JANUARY TO APRIL
I began George R. R. Martin’s Tuf Voyaging (1986) on 2017’s last day and passed the midpoint well before 2018 came into existence. Having raced through the first two thirds of the book in less than a day, I can honestly say that I am now one of those fans who would rather George write more Tuf stories instead of the much more serious Game of Thrones, especially now that the TV series has jumped so far ahead of the books. What is Tuf Voyaging about? Good question. Tuf Voyaging is a collection of novellas and short stories about the galactic voyages of Halivand Tuf and his pet cats in his ancient 30-kilometer-long ship which he was fortunate enough to find. The good news is that George has said he has ideas for more Tuf stories. It’s just that, well, Game of Thrones is taking him a while. I shouldn’t complain though as exploring his writings beyond Game of Thrones has been nothing but enjoyable.
I finished Tuf Voyaging the afternoon of Thursday January 4 during a break in my afternoon class. Next up, primarily because it’s short is Ursula K. Le Guin’s novella The Word for World is Forest (1972). It’s longer than I was expecting, but I’m enjoying, and surely this is where the idea for Avatar came from. I finsihed it Sunday evening, and is indeed a beautifully written work.
On the bus to work the next morning (Monday, Jan. 8) after a few minutes of indecision, I decided upon John Grisham’s Calico Joe (2012) for the simple reason it didn’t look very long. The author with the most books on my to-read list is John Grisham, and I want to make a dent in that list this year. I’ll tentatively aim to read four or five. I finished one week and several hours later just after I pretty much finished all the necessary paperwork and data entry for my winter intensive classes. I am now officially on vacation. What to read next? Again, as I type this, I don’t have a clue. What I do have, however, is a list of some 100 books to read this year and beyond.
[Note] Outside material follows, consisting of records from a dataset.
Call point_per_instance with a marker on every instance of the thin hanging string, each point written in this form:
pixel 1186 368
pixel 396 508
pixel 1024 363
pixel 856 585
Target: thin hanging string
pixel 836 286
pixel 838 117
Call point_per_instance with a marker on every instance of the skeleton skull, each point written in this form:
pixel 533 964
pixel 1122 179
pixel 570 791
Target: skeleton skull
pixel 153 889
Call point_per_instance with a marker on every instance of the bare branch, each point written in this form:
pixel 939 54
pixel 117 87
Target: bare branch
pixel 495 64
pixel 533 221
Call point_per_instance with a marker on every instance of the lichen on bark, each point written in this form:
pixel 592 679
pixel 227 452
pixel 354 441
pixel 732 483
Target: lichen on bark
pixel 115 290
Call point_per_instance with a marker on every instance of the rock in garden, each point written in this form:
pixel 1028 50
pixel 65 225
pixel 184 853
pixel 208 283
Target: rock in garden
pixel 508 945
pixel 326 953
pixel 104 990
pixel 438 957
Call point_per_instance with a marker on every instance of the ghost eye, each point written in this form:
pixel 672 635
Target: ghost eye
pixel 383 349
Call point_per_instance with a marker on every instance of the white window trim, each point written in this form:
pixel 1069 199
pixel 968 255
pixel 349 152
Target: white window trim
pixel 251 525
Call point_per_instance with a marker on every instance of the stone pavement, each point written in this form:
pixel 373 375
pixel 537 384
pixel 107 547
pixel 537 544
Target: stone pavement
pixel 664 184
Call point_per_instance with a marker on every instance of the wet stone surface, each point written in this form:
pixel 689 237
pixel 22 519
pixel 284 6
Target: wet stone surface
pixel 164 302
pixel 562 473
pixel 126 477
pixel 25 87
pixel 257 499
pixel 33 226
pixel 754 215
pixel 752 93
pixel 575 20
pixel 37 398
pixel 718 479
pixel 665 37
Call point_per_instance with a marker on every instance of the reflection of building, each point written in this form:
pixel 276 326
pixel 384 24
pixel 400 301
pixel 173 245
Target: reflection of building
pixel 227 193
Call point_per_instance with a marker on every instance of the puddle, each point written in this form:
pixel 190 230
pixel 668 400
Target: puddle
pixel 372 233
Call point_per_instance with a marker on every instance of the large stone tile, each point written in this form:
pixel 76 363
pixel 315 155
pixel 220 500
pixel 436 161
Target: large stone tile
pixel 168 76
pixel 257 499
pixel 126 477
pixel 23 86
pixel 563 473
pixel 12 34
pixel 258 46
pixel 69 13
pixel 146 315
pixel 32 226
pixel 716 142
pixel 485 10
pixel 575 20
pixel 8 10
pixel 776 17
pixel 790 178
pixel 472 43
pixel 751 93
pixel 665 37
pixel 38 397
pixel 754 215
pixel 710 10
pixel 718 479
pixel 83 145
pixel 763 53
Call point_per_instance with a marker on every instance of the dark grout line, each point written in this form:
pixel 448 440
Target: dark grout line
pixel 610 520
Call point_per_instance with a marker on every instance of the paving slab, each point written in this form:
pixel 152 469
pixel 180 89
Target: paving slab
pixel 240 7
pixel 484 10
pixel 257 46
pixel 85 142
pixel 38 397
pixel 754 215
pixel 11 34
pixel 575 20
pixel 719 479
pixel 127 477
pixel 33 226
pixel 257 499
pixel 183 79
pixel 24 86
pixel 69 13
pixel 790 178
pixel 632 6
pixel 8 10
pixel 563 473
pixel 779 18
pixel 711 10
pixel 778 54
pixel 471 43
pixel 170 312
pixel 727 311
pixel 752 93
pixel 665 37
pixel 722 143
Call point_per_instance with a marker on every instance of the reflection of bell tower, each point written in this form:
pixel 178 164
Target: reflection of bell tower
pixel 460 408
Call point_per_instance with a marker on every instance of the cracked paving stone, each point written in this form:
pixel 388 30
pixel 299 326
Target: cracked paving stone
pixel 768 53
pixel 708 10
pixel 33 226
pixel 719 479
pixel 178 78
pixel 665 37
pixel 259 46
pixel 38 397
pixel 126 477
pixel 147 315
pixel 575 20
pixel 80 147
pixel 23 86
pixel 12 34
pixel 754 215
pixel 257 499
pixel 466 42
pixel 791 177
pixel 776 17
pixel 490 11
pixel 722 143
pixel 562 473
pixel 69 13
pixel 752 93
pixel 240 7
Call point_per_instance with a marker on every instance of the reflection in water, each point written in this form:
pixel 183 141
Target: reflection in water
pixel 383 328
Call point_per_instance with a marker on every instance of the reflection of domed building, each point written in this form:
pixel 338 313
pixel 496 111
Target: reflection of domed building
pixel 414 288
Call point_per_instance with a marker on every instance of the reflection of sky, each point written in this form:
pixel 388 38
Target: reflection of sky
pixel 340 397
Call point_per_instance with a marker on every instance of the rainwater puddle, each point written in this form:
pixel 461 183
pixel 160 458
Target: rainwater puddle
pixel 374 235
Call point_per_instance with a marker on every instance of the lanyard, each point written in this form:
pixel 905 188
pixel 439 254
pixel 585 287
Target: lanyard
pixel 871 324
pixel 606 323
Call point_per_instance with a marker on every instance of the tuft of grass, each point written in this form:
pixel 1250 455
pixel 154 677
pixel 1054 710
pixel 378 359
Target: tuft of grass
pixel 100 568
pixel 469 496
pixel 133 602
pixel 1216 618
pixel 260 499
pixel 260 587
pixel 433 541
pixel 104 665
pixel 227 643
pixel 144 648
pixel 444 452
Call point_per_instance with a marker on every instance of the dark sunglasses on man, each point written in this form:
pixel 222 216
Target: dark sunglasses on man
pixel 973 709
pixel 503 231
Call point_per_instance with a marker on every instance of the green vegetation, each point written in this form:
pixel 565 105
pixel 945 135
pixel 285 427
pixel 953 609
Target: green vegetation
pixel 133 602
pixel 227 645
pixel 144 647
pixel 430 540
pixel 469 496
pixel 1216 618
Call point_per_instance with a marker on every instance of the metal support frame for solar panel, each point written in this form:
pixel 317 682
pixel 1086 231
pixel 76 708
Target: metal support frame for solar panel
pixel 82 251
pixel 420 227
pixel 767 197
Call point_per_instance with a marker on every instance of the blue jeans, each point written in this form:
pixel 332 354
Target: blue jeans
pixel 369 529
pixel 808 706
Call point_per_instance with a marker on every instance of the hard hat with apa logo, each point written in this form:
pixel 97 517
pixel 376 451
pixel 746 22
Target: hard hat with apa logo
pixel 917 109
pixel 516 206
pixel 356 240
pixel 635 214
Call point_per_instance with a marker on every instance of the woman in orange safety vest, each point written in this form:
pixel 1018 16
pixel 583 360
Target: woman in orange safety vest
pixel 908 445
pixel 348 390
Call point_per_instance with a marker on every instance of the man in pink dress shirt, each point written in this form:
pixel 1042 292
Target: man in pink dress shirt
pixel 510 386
I soon decided on The Custom of the Army which is one of the Outlander novellas based on Lord John Grey, a supporting character in the more recent main novels. Two reasons for that choice: I felt like something short, and I also felt it was time to return to Diana Gabaldon’s Outlanderverse. Having read all the main novels to date, I only have the supplemental novels, novellas, and short stories left. It was a quick and enjoyable read, and I finished it the next day while subwaying.
Philip K. Dick’s Vulcan’s Hammer wasn’t on my list of books to read, but it is on my Kindle, and after watching an episode of Electric Dreams last night, I decided to browse his novels I own but have yet to read. Knowing nothing about Vulcan’s Hammer, I read the first few pages out of curiosity and decided to keep going. Stories about totalitarian regimes always float my boat. I finished the next evening over a green tea latte.
Again, deciding what to read next proved to be a difficult task. Recently, it feels like I haven’t explored much beyond a regular list of authors, namely John Grisham, Philip K. Dick, Lee Child, Ursula K. Le Guin, George R. R. Martin, Diana Gabaldon, and Stephen King. I read the first two pages of Sleeping Beauties, Stephen King’s latest, but changed my mind and decided something completely different was called for. Thus, I began reading Every Man Dies Alone aka Alone in Berlin (1946) by Hans Fallada. I was captivated from page one. I had heard of neither the book nor its author until last month. The recent film adaption, Alone in Berlin (2016), features a score by Alexandra Desplat, one of my favorite composers. It was while reading about the film and its score that I was introduced to the life and works of Hans Fallada. Based on a true story and written just one year after the death of Hitler by an author who had lived under the Nazi regime, Every Man Dies Alone is as much a testimony as it is a novel.